Asked if he believed that the market benefited at all from the flurry of material event notices issuers have filed in the past year stemming from the downgrades to bond insurers, Zehner paused for a few seconds and said, "Yes," drawing laughs from the roughly 60 attorneys in attendance, some of whom characterized such material event notices as "gratuitous."

But Zehner stressed that "one of the things that this marketplace needs is greater transparency."

"Did 95% of [the notices] make a difference? Probably not. But did 5% make a difference? Probably," he said. "I'm making those percentages up obviously, but I do think that timely disclosure of material information with respect to securities assists the marketplace."

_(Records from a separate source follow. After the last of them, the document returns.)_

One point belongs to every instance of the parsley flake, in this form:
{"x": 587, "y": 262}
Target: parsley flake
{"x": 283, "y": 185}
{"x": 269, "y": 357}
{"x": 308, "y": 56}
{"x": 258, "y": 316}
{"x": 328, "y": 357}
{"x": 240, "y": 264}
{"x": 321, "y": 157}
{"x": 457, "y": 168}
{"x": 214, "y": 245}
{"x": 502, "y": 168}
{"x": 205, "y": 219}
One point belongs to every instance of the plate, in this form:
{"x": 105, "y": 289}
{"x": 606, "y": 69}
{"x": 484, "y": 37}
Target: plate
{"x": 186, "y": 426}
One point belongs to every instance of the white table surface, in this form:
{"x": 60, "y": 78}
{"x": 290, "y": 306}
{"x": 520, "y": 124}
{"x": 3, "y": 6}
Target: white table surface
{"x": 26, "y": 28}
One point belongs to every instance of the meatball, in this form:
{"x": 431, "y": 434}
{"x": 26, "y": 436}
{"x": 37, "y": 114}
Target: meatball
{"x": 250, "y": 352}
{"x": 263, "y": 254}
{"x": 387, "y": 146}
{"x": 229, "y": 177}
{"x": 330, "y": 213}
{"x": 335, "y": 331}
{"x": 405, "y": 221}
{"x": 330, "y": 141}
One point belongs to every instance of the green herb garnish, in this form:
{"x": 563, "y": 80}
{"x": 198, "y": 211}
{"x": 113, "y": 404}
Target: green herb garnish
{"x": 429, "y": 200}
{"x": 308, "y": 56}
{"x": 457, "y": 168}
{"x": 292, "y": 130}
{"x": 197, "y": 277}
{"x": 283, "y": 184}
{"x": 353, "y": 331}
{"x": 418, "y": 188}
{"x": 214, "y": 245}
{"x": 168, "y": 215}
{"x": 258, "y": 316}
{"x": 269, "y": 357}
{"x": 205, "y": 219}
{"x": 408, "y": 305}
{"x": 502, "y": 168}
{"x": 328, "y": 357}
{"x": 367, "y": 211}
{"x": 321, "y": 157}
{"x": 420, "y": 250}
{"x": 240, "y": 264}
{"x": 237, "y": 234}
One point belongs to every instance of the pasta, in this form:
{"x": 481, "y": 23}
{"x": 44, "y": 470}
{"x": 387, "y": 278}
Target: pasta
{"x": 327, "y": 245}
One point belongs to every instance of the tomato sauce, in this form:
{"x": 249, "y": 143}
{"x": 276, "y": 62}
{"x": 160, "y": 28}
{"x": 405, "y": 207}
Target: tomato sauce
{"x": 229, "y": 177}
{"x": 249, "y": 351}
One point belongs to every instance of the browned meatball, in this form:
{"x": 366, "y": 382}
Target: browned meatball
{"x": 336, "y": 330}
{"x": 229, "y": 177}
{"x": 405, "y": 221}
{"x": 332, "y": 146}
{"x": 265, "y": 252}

Zehner added that issuers that purchased credit ratings should have some ability to influence the rating agencies to disclose the changes to them. "If you're the one paying for it, then you have some control over that situation," he said.

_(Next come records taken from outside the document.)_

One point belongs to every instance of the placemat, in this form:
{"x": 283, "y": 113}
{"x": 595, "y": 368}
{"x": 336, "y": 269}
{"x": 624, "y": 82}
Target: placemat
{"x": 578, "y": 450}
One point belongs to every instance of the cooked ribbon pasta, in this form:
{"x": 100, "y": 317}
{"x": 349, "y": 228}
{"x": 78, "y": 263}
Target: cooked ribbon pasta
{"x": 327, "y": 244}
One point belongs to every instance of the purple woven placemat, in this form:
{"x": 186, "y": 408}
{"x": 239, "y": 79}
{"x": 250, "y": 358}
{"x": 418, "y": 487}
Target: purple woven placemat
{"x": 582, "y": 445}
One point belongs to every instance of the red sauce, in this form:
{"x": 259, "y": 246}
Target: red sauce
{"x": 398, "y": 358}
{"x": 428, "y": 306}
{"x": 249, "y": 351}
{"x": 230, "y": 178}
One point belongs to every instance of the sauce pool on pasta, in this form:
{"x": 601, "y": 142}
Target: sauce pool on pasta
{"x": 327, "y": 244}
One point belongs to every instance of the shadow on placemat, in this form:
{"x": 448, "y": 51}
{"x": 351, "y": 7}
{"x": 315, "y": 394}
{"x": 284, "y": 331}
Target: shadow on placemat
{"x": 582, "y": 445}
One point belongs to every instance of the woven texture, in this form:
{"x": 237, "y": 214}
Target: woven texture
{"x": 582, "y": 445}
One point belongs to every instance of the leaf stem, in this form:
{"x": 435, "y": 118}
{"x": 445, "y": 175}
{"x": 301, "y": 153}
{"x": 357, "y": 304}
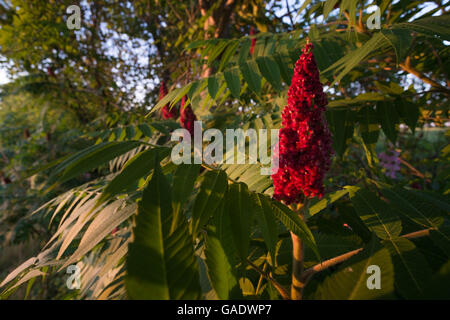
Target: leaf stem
{"x": 298, "y": 256}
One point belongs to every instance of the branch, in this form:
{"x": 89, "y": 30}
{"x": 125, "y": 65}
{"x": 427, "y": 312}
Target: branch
{"x": 284, "y": 293}
{"x": 307, "y": 274}
{"x": 406, "y": 66}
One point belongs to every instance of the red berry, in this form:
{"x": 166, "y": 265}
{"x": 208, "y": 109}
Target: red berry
{"x": 304, "y": 139}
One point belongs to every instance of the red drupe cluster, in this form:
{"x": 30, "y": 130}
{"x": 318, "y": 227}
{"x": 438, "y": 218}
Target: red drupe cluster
{"x": 252, "y": 47}
{"x": 187, "y": 117}
{"x": 167, "y": 112}
{"x": 304, "y": 140}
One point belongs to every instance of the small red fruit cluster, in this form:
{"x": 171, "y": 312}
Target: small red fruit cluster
{"x": 304, "y": 139}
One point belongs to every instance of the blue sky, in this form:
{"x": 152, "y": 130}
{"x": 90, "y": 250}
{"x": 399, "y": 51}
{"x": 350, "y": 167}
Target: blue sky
{"x": 4, "y": 76}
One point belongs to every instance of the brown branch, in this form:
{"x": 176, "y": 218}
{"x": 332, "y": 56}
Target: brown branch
{"x": 283, "y": 292}
{"x": 307, "y": 274}
{"x": 298, "y": 256}
{"x": 406, "y": 66}
{"x": 414, "y": 170}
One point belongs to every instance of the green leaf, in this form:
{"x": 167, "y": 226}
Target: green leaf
{"x": 211, "y": 193}
{"x": 284, "y": 63}
{"x": 239, "y": 208}
{"x": 137, "y": 167}
{"x": 160, "y": 264}
{"x": 409, "y": 204}
{"x": 92, "y": 157}
{"x": 376, "y": 214}
{"x": 369, "y": 125}
{"x": 228, "y": 53}
{"x": 220, "y": 268}
{"x": 342, "y": 127}
{"x": 266, "y": 221}
{"x": 233, "y": 81}
{"x": 213, "y": 86}
{"x": 350, "y": 281}
{"x": 328, "y": 7}
{"x": 437, "y": 287}
{"x": 412, "y": 272}
{"x": 269, "y": 69}
{"x": 251, "y": 75}
{"x": 349, "y": 215}
{"x": 400, "y": 40}
{"x": 437, "y": 26}
{"x": 389, "y": 119}
{"x": 183, "y": 184}
{"x": 328, "y": 199}
{"x": 145, "y": 129}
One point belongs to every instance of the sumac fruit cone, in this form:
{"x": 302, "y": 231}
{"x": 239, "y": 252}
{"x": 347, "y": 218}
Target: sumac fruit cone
{"x": 304, "y": 139}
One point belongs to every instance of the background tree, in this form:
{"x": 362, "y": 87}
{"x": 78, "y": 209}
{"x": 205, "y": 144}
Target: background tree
{"x": 116, "y": 204}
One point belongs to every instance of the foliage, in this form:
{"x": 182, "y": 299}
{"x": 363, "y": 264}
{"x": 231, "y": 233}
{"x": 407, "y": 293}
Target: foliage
{"x": 141, "y": 227}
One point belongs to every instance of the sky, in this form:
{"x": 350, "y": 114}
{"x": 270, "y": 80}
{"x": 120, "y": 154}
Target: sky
{"x": 4, "y": 76}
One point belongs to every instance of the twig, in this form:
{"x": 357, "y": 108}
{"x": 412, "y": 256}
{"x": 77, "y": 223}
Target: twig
{"x": 406, "y": 66}
{"x": 298, "y": 257}
{"x": 284, "y": 293}
{"x": 306, "y": 276}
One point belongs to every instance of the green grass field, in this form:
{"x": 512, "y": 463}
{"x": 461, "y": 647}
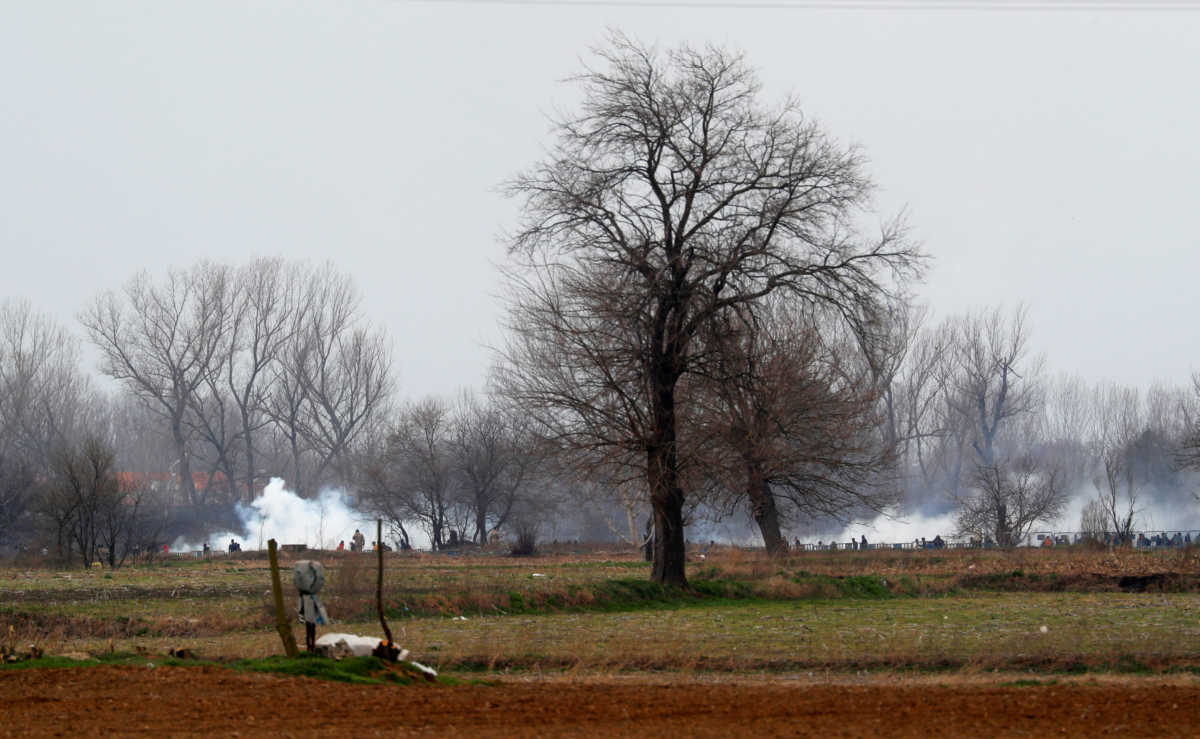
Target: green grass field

Dean Pope, another panelist who is a partner at Hunton & Williams in Richmond, turned to Ernesto Lanza, the senior associate general counsel at the Municipal Securities Rulemaking Board who was also on the panel, and asked if the board might be able to work with the rating agencies to feed all of the rating changes through the secondary market disclosure component of the Electronic Municipal Market Access, or EMMA, system.

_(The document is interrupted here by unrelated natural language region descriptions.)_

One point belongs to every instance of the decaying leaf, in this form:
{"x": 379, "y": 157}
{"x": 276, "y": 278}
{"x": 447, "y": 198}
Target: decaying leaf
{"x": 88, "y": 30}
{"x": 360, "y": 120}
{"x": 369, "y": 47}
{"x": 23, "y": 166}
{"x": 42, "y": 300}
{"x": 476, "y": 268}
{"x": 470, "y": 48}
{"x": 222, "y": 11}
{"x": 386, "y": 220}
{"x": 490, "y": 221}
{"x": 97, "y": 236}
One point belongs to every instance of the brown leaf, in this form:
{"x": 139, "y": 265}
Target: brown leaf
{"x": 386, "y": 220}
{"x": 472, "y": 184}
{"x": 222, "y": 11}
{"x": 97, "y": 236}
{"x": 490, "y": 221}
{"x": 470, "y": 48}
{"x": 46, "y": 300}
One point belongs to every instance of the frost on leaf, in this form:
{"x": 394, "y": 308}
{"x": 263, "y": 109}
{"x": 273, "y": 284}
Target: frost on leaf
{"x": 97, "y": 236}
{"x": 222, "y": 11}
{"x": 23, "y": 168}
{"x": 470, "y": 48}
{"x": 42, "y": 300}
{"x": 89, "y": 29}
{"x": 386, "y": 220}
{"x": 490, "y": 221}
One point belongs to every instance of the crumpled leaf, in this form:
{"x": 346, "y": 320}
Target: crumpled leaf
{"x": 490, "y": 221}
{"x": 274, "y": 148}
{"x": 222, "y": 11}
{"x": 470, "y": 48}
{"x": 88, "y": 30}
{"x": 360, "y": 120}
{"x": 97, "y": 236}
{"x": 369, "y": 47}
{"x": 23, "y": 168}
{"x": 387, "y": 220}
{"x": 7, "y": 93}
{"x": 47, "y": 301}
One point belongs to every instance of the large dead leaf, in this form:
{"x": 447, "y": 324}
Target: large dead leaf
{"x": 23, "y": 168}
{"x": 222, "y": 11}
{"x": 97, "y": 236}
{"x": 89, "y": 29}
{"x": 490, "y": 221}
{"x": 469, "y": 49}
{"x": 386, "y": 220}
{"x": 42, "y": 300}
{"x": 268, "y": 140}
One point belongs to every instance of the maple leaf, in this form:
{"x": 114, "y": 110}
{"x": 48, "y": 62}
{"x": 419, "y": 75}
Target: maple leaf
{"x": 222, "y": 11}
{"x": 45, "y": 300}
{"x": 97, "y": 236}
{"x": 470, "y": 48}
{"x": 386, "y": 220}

"It's almost a no brainer," Pope said, adding that "that direct feeds from the rating agencies to EMMA would result in a safer, simpler way of disclosing changes in bond ratings."

Lanza said that as a technical matter, "it wouldn't be a big feat" to feed ratings changes through EMMA.

"The question is putting together that type of arrangement with all of the relevant parties, which is not there now," Lanza said.

The board is currently developing a secondary market disclosure component to EMMA that will launch this winter and effectively replace the four existing national repositories, following SEC approval.

The subject of EMMA has come up repeatedly during the NABL conference, in the context of its ability to allow broker dealers and other participants to monitor issuer compliance with their continuing disclosure agreements.

Panelists have noted that the SEC's guidance on 15c2-12 says that broker-dealers are not prohibited under the rule from underwriting a municipal transaction if the issuer has failed to provide continuing disclosures tied to a previous issuance.

"However," the release says, "if a failure to comply with such previous undertakings has not been remedied as of the start of the offering, or if the party has a history of persistent and material breaches, it is doubtful whether a participating underwriter could form a reasonable basis for relying on the accuracy of the issuer's or obligated person's ongoing disclosure representations."

Zehner said yesterday that underwriters will have "play the heavy" to make sure issuers meet their continuing disclosure obligations and that they may face SEC enforcement action if they underwrite the bonds of an issuer that habitually does not meet its obligations.

At a separate panel late Wednesday Leslie Norwood, a managing director and associate general counsel at the Securities Industry and Financial Markets Association, noted that while SIFMA strongly supports EMMA, she believes it could take up to five years before users of the new system will be able to view an issuers' historic record of compliance because the database will not include any of the historical continuing disclosure documents currently housed by the four repositories.

Lanza told The Bond Buyer that the board has not looked into adding the historical continuing disclosure documents from the existing repositories, in part because converting the old files to EMMA's system would be onerous, might result in significant indexing problems and would provide only limited benefit for a relatively short period. However, he said that EMMA will allow issuers to submit older disclosures to it voluntarily.

Separately, Norwood noted at Wednesday's panel that the MSRB plans to require all document submissions to EMMA to be word-searchable PDFs until September 2009, with the exception of the documents' tables or charts.